With the current way rmarkdown is working, BiocStyle::pdf_document() won't work when output_file is set using an extension different than .tex.

In a way, output_format$post processor is supposed to run on the output file from the conversion. So when output is supposed to be PDF, it runs after pdf conversion, but I don't think it makes sense - usually you want to post process the .tex file from after pandoc conversion.

I don't think all of this is expected and we will look to improve that. I need to discuss with @yihui to understand the historical behavior and see how we can change that.

Personally, I did not have any idea of this issue - thanks for reporting ! That is an odd bug - it took me time to understand.

cderv commented 2 years ago

I think this isn't a problem because rmarkdown::pdf_document doesn't use the soul package in it's style file.

About that, I tried to reproduce the initial BiocStyle is trying to solve with it patch by using soul CTAN package in a regular PDF document. At first, I did not manage. By looking at the .sty file, I understand that the issue comes from

https://github.com/Bioconductor/BiocStyle/blob/932ae2eacb8766dc1bb552be0ecfd1a71e6a2723/inst/resources/tex/Bioconductor.sty#L274-L279

% local redefinitions in \texttt to allow use of \`{}  and \^{} in \hl
\renewcommand{\texttt}[2][codecolor]{{%
 \def\`{\textasciigrave}%
 \def\^{\textasciicircum}%
 \textcolor{#1}{\hl{\ttfamily#2}}%
}}

This will redefine the the \texttt command, and pass its content to \hl which is a soul command it seems. That is where control space \ is not supported and you need the tweak.

I was just curious to understand. I don't know if there is anything else that can be done to be compatible with control spaces.

grimbough commented 2 years ago

Thanks for the feedback. I agree it's an odd bug, and also took me quite some time to pin down the behaviour. I was reluctant to report anything until I was sure it wasn't BiocStyle doing something unsupported. Reading through I think we've come to exactly the same conclusions about what's happening, so that's encouraging!

From my point of view there no problem if it takes a while to fix - that soul patch has been in BiocStyle for 5 years and it's only been reported now, so I guess providing a non-default output file name doesn't occur very often for our users, and we have the "no extension" work around anyway.
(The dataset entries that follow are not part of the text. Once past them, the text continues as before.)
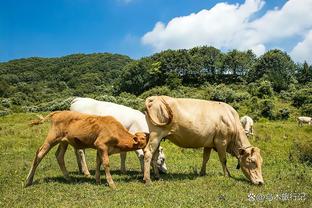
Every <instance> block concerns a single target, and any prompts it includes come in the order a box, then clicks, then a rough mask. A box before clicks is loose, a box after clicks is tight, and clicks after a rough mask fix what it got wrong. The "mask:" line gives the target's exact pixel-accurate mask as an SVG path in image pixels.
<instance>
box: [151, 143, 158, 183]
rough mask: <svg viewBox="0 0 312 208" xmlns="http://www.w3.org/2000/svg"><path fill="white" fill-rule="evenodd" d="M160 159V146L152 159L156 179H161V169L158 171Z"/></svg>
mask: <svg viewBox="0 0 312 208" xmlns="http://www.w3.org/2000/svg"><path fill="white" fill-rule="evenodd" d="M158 157H159V145H158V147H157V149H156V150H155V152H154V154H153V157H152V167H153V170H154V174H155V178H156V179H159V178H160V175H159V169H158V166H157V159H158Z"/></svg>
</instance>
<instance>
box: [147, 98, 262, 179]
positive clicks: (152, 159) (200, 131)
mask: <svg viewBox="0 0 312 208" xmlns="http://www.w3.org/2000/svg"><path fill="white" fill-rule="evenodd" d="M145 108H146V111H147V112H146V119H147V123H148V126H149V129H150V138H149V141H148V144H147V146H146V148H145V149H144V153H145V158H144V162H145V164H144V181H145V182H146V183H149V182H150V168H149V167H150V163H151V160H152V162H153V167H154V169H155V170H157V169H156V168H155V163H156V161H155V160H156V158H157V152H158V151H156V152H155V150H156V149H157V147H158V146H159V143H160V141H161V139H162V138H166V139H169V140H170V141H172V142H173V143H174V144H176V145H178V146H180V147H184V148H199V147H204V154H203V163H202V168H201V171H200V174H201V175H204V174H205V173H206V163H207V161H208V160H209V156H210V152H211V149H212V148H214V149H216V151H217V152H218V156H219V159H220V162H221V164H222V168H223V172H224V175H226V176H230V172H229V170H228V168H227V166H226V152H228V153H230V154H231V155H233V156H235V157H236V158H237V159H238V160H239V163H240V166H241V168H242V171H243V173H244V174H245V176H246V177H247V178H248V179H250V181H251V182H252V183H253V184H263V183H264V181H263V178H262V172H261V165H262V158H261V155H260V149H258V148H257V147H253V146H251V144H250V143H249V141H248V139H247V136H246V134H245V133H244V129H243V127H242V125H241V123H240V120H239V116H238V114H237V112H236V111H235V110H234V109H233V108H232V107H231V106H230V105H228V104H226V103H222V102H214V101H205V100H197V99H184V98H171V97H167V96H152V97H148V98H147V99H146V101H145ZM154 152H155V153H156V154H154ZM153 154H154V155H153ZM152 156H153V157H152ZM155 175H156V177H159V174H157V171H156V174H155Z"/></svg>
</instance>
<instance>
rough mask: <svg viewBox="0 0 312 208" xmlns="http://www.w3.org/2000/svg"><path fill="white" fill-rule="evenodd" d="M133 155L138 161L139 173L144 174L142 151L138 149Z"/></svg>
mask: <svg viewBox="0 0 312 208" xmlns="http://www.w3.org/2000/svg"><path fill="white" fill-rule="evenodd" d="M135 153H136V155H137V157H138V158H139V160H140V166H141V171H142V173H144V152H143V150H142V149H138V150H136V151H135Z"/></svg>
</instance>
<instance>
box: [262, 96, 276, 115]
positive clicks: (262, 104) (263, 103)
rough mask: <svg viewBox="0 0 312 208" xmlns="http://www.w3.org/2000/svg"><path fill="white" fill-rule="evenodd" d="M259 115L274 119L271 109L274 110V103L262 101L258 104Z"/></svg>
mask: <svg viewBox="0 0 312 208" xmlns="http://www.w3.org/2000/svg"><path fill="white" fill-rule="evenodd" d="M260 108H261V111H260V114H261V115H262V116H263V117H265V118H268V119H274V114H273V109H274V103H273V102H272V101H271V100H268V99H266V100H262V101H261V103H260Z"/></svg>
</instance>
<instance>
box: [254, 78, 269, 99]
mask: <svg viewBox="0 0 312 208" xmlns="http://www.w3.org/2000/svg"><path fill="white" fill-rule="evenodd" d="M257 96H258V97H259V98H270V97H272V96H273V89H272V86H271V83H270V82H269V81H266V80H264V81H261V82H260V83H259V87H258V89H257Z"/></svg>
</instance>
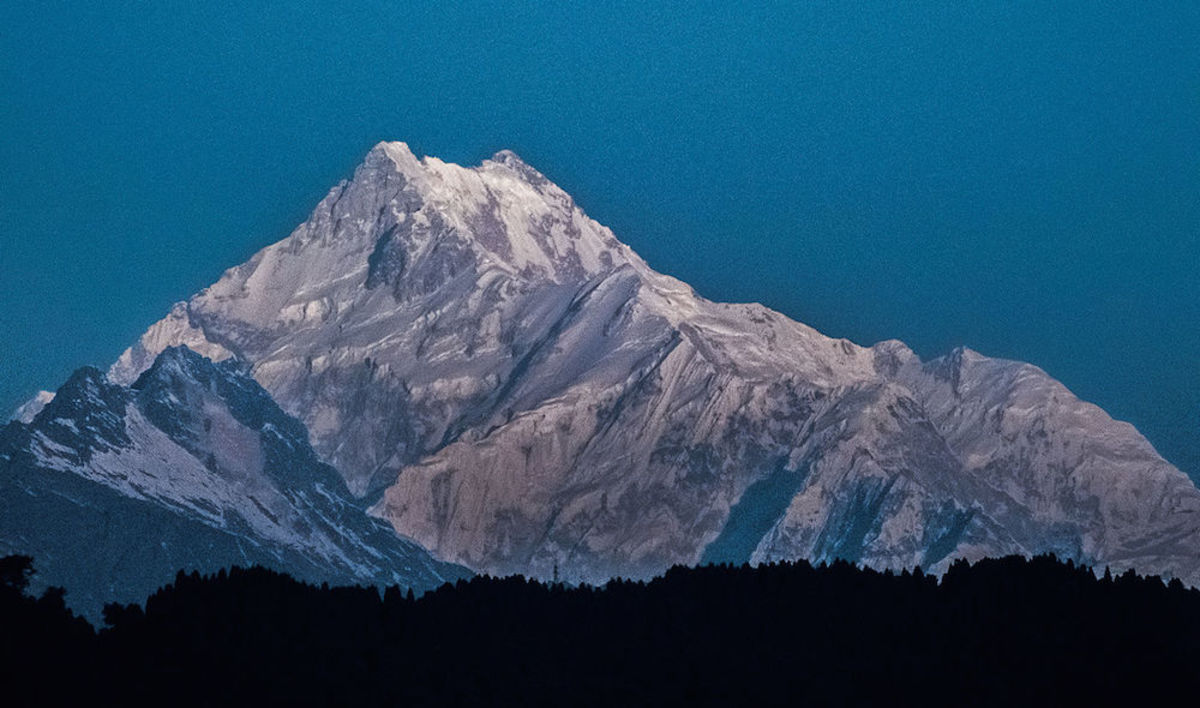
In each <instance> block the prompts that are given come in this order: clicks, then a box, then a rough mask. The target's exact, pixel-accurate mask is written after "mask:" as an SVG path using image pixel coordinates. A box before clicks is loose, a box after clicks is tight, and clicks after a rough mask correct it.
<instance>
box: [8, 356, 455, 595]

I guess there's something philosophical about the choice of output file if someone does something weird like output_format = "BiocStyle::pdf_document()" and output_file = "test.html" - should they get a PDF, an HTML, or a PDF called "test.html"? At the moment the render() code takes slightly more cues from the output file name than the output format options. I'm not sure what's "right" but it definitely seems weird that output_format = BiocStyle::pdf_document(), output_file = "test.tex" generates a PDF and output_format = BiocStyle::pdf_document(), output_file = "test.pdf" throws an error!
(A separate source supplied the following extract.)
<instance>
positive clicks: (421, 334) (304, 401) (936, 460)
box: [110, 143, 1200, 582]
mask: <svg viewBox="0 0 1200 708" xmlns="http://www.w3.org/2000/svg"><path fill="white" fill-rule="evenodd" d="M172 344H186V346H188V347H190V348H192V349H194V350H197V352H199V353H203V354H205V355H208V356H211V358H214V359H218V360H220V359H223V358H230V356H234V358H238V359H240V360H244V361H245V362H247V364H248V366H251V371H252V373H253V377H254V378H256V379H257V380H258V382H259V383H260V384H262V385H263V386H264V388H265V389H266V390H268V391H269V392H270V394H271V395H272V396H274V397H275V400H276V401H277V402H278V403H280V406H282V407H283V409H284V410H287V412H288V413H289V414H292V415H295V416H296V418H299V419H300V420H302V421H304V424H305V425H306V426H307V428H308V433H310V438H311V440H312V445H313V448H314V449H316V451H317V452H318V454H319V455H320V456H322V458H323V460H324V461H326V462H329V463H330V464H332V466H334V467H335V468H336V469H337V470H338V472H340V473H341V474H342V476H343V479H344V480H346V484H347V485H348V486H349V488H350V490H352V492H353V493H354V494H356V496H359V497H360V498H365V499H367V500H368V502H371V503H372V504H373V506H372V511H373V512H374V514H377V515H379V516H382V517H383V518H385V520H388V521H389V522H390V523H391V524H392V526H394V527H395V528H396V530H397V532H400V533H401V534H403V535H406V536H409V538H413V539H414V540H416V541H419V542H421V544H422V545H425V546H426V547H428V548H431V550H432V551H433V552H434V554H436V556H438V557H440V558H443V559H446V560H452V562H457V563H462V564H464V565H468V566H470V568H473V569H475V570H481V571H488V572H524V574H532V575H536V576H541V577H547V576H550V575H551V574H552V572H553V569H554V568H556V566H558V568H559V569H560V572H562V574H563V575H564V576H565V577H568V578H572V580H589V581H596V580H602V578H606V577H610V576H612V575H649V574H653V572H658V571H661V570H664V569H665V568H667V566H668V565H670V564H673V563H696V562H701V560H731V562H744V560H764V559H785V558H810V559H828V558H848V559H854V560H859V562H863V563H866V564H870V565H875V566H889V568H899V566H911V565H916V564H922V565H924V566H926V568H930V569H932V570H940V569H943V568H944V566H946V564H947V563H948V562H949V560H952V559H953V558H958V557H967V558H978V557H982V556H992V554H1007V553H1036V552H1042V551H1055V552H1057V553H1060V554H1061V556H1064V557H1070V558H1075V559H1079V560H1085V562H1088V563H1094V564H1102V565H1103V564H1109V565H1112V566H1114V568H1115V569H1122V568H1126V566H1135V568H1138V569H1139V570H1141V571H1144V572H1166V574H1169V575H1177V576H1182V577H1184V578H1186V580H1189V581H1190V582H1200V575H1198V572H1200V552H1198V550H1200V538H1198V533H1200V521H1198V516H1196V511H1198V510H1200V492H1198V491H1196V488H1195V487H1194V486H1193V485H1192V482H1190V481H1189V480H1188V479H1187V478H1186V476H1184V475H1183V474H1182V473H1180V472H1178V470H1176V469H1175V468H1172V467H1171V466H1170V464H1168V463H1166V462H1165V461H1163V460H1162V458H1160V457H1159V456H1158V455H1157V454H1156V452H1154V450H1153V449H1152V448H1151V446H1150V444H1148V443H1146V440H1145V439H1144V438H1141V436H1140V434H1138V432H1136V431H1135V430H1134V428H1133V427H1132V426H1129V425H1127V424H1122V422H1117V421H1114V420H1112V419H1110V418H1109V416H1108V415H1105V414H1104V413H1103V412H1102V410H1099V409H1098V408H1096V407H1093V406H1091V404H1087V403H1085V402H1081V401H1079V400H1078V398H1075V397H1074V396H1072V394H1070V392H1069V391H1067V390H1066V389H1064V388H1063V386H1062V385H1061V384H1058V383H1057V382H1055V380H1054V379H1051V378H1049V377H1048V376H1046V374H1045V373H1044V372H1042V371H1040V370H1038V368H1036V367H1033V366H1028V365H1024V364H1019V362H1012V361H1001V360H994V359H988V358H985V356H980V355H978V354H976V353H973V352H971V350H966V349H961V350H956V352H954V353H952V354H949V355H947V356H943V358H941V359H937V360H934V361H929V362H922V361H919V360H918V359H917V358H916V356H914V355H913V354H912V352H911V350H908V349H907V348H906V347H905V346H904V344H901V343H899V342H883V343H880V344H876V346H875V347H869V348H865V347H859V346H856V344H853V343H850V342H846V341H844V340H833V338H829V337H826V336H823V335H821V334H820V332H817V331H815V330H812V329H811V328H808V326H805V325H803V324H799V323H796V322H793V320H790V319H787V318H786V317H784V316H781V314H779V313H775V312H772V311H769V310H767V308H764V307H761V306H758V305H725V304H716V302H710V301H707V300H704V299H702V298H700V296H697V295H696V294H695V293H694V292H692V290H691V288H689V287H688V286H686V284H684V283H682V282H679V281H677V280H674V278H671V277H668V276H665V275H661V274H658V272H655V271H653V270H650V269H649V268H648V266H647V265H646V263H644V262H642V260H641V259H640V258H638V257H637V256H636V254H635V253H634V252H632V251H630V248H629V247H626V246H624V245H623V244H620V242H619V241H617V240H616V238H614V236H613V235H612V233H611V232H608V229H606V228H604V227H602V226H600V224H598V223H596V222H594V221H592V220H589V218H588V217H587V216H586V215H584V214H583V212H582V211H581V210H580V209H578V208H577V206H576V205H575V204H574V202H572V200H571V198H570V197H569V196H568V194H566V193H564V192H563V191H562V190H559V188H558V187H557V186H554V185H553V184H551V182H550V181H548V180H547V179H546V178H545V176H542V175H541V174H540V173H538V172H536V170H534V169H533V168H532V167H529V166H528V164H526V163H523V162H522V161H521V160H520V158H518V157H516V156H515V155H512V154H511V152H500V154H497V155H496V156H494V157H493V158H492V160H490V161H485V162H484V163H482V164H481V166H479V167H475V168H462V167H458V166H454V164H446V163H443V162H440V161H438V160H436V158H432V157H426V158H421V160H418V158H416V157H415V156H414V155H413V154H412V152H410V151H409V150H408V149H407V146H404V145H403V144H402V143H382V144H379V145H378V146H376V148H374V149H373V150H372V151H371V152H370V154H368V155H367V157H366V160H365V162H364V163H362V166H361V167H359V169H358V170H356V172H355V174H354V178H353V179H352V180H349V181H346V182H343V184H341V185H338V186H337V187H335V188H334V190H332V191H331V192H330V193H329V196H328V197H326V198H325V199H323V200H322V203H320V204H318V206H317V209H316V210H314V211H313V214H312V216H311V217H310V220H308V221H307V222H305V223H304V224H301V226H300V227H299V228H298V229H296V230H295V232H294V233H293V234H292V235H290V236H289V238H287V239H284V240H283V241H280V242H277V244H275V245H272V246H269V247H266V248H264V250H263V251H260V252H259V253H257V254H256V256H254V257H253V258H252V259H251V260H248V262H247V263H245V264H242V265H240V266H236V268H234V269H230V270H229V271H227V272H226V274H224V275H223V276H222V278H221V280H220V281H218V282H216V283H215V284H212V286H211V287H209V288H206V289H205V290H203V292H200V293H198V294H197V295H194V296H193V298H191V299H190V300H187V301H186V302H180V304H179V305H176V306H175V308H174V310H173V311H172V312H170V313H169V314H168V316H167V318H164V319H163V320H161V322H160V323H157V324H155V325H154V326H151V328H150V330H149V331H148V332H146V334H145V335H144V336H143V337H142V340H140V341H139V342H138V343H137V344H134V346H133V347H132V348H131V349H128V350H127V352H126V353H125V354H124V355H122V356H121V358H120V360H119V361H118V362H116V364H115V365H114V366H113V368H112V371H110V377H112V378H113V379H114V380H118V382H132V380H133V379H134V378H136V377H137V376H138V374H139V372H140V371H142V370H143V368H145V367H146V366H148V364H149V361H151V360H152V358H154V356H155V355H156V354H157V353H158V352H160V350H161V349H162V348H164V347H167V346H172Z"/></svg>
cderv commented 2 years ago

but it definitely seems weird that output_format = BiocStyle::pdf_document(), output_file = "test.tex" generates a PDF and output_format = BiocStyle::pdf_document(), output_file = "test.pdf" throws an error!

I can understand - it is not like that with all formats. Somehow in all relies on what BiocStyle::pdf_document() is using internally.

output_format = BiocStyle::pdf_document(), output_file = "test.pdf" should work but BiocStyle requires a tex post processing before rendering the PDF, with does not happen unless render() is tricked to produce a tex file only and PDF conversion happens in the post processor. bookdown takes that into account but the double latexmk() rendering does not seem right. I'll look into that.

This output_format() mechanism is not really documented and a lot of different things happens in render() depending on arguments. One day we'll document and it may unravel more than this odd behavior 😅

Thanks a lot for this discussion ! We'll work on rmarkdown early next year so we'll probably modify this.